Reliance Industries returns with a vengeance

The Indian oil and gas group raises a $750 million 30-year bond, its second debt offering in two weeks, riding on improved market sentiment.
Mukesh Ambani
Mukesh Ambani

Reliance Industries sold a $750 million 30-year bond on Wednesday morning, just a fortnight after it priced India’s first bond of the year, extending its tenor whilst making use of improved market sentiment.

The Mumbai-based Indian oil and gas group run by Mukesh Ambani priced its latest Reg S/144A bond at Treasuries plus 262.5 basis points, which is 22bp tighter than its initial price offering, according to a term sheet seen by FinanceAsia.

It has a coupon of 4.875%, which is the lowest coupon achieved by an Asian private corporate issuer in the 30-year bucket.

“The issuer was opportunistically looking do to a longer tenor and patience paid off,” a Hong Kong-based debt capital market banker told FinanceAsia. “Reliance received impressive results on the 30-year bond, with investors not only recognising the quality but scarcity of the issuer.”

Market sentiment turned positive on Tuesday morning, with a number of issuers taking advantage of the window. For starters, Greece’s finance minister is backing a debt exchange rather than the writedown proposed by the Greek prime minister, while crude oil prices also surged from below $50 per barrel to $54 after BP indicated it would cut 2015 investments — which is constructive for Reliance Industries.

Asian credit spreads tightened after London markets opened, with credit default swaps — a measure of corporate credit risk — and Asian indices coming in some 2bp. The iTraxx IG Asia index was quoted at 109bp/111bp.

Order books for Reliance’s latest bond reached $2.3 billion from more than 160 accounts, with 47% of the notes going to Asian investors, 45% to US investors and the remainder to European accounts.

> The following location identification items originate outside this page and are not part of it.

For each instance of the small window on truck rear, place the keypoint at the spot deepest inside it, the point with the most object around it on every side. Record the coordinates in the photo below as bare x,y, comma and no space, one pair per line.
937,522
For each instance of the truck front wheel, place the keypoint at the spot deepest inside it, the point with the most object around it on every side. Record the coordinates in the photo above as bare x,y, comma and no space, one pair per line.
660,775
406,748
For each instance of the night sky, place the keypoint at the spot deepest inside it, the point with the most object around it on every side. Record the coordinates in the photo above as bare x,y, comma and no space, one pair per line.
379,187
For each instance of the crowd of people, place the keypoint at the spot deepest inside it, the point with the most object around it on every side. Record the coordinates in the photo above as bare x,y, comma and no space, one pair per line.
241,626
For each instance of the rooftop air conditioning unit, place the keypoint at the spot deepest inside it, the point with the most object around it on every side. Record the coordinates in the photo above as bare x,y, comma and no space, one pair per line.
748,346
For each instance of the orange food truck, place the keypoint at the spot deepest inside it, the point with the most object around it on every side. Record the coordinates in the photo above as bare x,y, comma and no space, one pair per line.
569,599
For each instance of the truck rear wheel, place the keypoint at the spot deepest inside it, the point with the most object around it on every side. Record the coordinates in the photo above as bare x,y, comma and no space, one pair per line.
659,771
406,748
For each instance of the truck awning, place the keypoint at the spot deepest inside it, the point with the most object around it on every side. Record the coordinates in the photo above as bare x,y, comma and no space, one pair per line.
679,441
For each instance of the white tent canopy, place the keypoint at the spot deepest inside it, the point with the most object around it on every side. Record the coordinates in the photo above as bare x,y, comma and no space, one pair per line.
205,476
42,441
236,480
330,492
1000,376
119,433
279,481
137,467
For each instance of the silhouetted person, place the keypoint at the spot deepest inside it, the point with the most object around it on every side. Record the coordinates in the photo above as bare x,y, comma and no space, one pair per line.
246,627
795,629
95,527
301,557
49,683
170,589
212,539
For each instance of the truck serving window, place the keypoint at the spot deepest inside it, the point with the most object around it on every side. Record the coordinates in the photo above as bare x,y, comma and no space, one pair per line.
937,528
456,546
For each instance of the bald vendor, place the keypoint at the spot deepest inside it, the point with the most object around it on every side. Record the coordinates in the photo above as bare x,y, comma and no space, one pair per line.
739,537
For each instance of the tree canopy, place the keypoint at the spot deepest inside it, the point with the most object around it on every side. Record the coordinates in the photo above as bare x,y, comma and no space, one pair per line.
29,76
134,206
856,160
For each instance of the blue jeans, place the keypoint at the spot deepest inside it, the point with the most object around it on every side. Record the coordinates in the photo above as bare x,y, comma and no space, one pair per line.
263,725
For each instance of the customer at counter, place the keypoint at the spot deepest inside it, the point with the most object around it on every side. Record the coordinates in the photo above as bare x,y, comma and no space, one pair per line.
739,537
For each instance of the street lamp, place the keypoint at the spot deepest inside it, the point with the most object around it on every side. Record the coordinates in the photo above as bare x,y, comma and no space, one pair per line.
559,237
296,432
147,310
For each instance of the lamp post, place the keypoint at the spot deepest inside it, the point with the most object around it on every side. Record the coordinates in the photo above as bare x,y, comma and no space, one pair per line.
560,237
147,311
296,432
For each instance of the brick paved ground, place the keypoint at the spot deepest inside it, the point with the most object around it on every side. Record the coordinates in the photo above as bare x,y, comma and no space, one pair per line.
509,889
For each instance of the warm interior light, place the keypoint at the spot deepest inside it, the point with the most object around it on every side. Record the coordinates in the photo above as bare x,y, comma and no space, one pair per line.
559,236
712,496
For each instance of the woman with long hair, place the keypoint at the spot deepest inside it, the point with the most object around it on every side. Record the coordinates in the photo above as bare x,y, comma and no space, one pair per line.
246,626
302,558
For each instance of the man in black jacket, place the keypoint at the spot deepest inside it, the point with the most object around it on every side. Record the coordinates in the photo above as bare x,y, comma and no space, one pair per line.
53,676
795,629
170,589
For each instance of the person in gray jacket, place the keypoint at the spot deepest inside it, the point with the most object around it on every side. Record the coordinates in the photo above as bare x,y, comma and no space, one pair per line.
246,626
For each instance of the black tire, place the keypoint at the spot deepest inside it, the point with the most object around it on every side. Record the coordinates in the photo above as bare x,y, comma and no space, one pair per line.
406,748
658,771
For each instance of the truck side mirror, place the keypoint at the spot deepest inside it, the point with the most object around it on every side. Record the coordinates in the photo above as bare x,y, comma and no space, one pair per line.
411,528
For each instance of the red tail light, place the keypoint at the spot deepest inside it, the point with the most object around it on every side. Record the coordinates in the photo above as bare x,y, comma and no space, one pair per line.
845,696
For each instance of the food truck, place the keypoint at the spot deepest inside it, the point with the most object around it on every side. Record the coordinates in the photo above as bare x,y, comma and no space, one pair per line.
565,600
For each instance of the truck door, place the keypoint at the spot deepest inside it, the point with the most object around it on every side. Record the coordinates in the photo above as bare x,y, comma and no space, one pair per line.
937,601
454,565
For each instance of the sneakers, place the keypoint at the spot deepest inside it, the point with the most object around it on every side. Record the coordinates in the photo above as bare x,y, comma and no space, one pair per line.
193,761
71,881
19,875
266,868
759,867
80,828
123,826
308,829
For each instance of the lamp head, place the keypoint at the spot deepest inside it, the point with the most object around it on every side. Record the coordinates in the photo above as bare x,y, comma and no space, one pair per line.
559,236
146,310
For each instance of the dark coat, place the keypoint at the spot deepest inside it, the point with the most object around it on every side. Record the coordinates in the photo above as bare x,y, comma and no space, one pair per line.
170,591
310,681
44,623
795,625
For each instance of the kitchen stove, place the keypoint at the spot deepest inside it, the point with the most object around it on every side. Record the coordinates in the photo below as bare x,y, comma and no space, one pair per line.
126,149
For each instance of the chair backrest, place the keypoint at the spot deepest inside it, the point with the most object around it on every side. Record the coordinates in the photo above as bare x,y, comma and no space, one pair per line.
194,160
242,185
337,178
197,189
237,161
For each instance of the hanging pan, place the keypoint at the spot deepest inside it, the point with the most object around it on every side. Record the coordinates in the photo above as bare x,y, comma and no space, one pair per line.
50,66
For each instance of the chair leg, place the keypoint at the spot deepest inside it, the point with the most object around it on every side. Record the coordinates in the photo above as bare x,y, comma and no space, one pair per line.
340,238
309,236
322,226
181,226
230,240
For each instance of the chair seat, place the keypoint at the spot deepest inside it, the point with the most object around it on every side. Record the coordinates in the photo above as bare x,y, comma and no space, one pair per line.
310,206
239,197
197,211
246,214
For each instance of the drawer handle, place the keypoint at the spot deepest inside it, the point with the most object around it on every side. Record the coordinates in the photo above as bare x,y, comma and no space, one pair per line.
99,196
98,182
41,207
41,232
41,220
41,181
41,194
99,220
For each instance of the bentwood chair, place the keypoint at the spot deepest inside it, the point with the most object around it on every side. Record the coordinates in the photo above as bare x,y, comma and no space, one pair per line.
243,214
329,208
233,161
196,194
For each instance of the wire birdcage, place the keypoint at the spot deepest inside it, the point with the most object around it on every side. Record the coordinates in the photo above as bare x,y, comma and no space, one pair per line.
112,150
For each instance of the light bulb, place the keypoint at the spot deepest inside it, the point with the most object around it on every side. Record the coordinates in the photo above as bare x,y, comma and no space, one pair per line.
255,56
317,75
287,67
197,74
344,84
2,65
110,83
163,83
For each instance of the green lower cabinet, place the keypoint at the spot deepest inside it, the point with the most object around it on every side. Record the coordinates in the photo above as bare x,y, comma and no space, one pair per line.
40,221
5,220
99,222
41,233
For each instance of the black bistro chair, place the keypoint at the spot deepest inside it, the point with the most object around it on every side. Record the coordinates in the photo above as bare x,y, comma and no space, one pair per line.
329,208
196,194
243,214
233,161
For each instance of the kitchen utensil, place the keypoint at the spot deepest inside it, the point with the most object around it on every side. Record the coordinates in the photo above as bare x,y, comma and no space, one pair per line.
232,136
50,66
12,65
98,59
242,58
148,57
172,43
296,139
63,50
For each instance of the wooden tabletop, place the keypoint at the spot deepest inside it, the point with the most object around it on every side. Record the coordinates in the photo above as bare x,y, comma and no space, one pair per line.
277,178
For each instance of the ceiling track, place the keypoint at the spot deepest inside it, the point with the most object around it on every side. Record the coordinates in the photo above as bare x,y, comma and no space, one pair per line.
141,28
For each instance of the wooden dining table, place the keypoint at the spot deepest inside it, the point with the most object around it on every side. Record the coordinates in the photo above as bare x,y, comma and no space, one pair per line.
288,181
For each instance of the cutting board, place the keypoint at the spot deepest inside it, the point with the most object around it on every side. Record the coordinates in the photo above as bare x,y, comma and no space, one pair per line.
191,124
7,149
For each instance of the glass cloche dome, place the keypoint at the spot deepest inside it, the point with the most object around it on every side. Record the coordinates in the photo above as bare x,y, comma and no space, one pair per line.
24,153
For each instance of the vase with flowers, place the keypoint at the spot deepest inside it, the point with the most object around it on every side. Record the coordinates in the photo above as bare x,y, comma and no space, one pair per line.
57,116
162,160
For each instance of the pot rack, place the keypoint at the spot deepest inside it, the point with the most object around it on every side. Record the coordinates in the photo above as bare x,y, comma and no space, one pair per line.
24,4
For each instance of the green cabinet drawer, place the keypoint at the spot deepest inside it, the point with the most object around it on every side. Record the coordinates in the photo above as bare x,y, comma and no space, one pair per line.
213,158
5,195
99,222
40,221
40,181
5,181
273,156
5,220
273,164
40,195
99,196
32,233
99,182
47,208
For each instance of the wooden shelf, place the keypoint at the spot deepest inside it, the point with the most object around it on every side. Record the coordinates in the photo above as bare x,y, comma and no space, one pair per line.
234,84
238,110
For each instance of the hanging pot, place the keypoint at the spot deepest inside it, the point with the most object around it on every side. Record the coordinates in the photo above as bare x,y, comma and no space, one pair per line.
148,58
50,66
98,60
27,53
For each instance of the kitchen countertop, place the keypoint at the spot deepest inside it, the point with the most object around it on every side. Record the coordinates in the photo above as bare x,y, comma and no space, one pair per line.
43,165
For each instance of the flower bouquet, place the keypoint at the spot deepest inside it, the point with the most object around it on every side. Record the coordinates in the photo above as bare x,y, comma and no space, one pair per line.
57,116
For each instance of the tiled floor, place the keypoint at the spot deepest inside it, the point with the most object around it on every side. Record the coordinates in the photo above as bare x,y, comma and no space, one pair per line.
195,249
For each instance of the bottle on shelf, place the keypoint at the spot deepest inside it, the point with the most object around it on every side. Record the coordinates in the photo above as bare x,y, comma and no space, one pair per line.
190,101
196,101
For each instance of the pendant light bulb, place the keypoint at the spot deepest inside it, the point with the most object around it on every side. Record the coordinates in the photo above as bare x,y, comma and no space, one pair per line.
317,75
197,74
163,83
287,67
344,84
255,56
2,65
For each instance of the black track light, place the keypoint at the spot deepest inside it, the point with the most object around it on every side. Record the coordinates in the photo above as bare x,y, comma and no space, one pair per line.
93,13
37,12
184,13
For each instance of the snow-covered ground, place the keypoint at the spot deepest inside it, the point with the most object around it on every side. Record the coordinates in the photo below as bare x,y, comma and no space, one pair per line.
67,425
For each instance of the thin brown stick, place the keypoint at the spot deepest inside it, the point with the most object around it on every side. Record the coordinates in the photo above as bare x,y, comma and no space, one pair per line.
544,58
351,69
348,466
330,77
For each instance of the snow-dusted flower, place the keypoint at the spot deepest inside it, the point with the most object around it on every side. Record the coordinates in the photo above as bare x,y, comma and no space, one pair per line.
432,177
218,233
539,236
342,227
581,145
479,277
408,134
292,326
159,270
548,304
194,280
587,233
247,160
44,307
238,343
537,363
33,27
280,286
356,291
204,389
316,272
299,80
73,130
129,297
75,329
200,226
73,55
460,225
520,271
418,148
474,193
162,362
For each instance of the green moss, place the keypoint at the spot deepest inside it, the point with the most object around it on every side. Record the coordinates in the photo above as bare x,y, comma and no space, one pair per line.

Fund managers subscribed to slightly more than half of the offering, followed by insurers with 31%, private funds with 8%, central banks and sovereign wealth funds with 6%, banks with 2% and private banks with 1%, according to the source familiar with the matter.

The improvement in risk-taking activity not only helped garner strong support for Reliance’s deal but other transactions, including Shimao Property’s $800 million seven-year bond and Tower Bersama’s $350 million seven-year note.

Reliance Industries raised a $1 billion 10-year senior unsecured bond on January 21, which attracted a global order book of $4.5 billion from 272 accounts.


The closest comparables for Reliance Industry’s bond include its existing 6.125% bond maturing in October 2040, which was trading at a yield-to-maturity of 4.9%, according to a source familiar with the matter.

Other comparables include Korea Gas and China National Offshore Oil Corp’s outstanding notes expiring in January 2042 and April 2044. They were trading at a YTM of 3.4% and 4.05% and have a coupon of 6.125% and 4.875% respectively.

“Although the pick-up to Reliance’s existing 2040 bond initially looks a tad skinny, we note that the ongoing low-yield environment is pushing credit curves flat as cashed-up life insurers — whose yield targets get more challenging by the day — compete for scarce long-dated investment-grade assets,” said a Hong Kong-based credit analyst.

The company reported third-quarter earnings in January, which showed that net debt to Ebitda had risen to 0.33 times, compared to 0.04 times at the end of the 2014 financial year. Gross debt was reported at Rs1.5 trillion ($24.3 billion) against liquid assets of Rs787 billion.

Declining crude oil prices hit the company's financials, with revenue down 15% and Ebitda down 7% quarter-on-quarter.

Barclays, Bank of America Merrill Lynch, Citi and HSBC were the joint bookrunners of the Baa2/BBB+ transaction.